Chemical symbol for silver.

Age Hardening.

(See Ageing).

Ageing.

(Age Hardening). A process causing structural change which may occur gradually in certain metals and alloys at atmospheric temperature (natural ageing), or more rapidly at higher temperatures (artificial ageing). As a result of ageing, the proof stress, maximum stress and hardness values are increased, with some reduction in ductility. These effects are caused by precipitation from a supersaturated solid solution so that the ageing treatment is usually preceded by a solution treatment at a much higher temperature. The precipitate may be submicroscopic. There is a tendency to apply the term ‘ageing’ to steels, ‘age hardening’ to non-ferrous alloys. Where the ageing is produced by heating at elevated temperatures, i.e., artificial ageing, the effect is often referred to as precipitation hardening.

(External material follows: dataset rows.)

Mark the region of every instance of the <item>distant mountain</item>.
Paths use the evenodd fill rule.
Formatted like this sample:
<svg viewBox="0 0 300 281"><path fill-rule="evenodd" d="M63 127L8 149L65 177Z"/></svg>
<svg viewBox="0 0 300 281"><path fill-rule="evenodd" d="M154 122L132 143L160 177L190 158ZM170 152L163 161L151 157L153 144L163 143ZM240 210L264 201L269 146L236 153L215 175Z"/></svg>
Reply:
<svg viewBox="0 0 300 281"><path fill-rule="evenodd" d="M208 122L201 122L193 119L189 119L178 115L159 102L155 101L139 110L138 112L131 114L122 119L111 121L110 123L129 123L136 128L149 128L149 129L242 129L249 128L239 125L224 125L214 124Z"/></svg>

Air Hardening Steel. (Self Hardening).

Strictly the term refers to a steel which becomes martensitic, i.e., fully hardened, on cooling in air from above its critical point, and does not require rapid quenching in oil or water, but it may also be applied to varying degrees of non-martensitic hardening, e.g., where the steel, although not wholly martensitic, attains adequate hardness on cooling in air. Such steels are produced by the addition of certain alloying elements which lower their critical range on cooling; a typical example contains 0.30% carbon, 1.3% chromium and 4.5% nickel. It should be noted that sufficiently rapid air cooling can be obtained only if the mass of the steel does not exceed a certain section which varies according to the composition.

Al.

Chemical symbol for aluminium.

Allotropy.

The property possessed by some elements of existing in two or more states (allotropes), differing widely in properties and each stable within certain limiting conditions of temperature and pressure, e.g., carbon has three allotropic varieties, diamond, graphite and amorphous carbon. The allotropy of iron modifies the solubility of carbon, and it is because of this that steel can be hardened. Pure alpha iron (ferrite) exists up to 910°C and pure gamma iron (austenite) from 900° C – 1405° C. Above 1405°C and up to the melting point of 1539° C it exists as delta iron. These temperatures are modified by alloy additions so that in certain steels, e.g., 18/8 and 14% manganese steel, the austenitic condition is stable at room temperature. The lattice of alpha and delta iron is body centred cubic whilst that of gamma iron is face centred cubic.

Alloy Cast Iron.

(See Cast Iron).

Alloy Steel.

A steel to which one or more alloying elements other than carbon have been deliberately added with the object of conferring particular properties upon it, (Cƒ. Carbon steel).

Alpha Iron.

The body centred cubic form of iron which in pure iron is stable and exists up to 910°C. This is the substance which gives steel and cast iron their magnetic properties below the magnetic change temperature.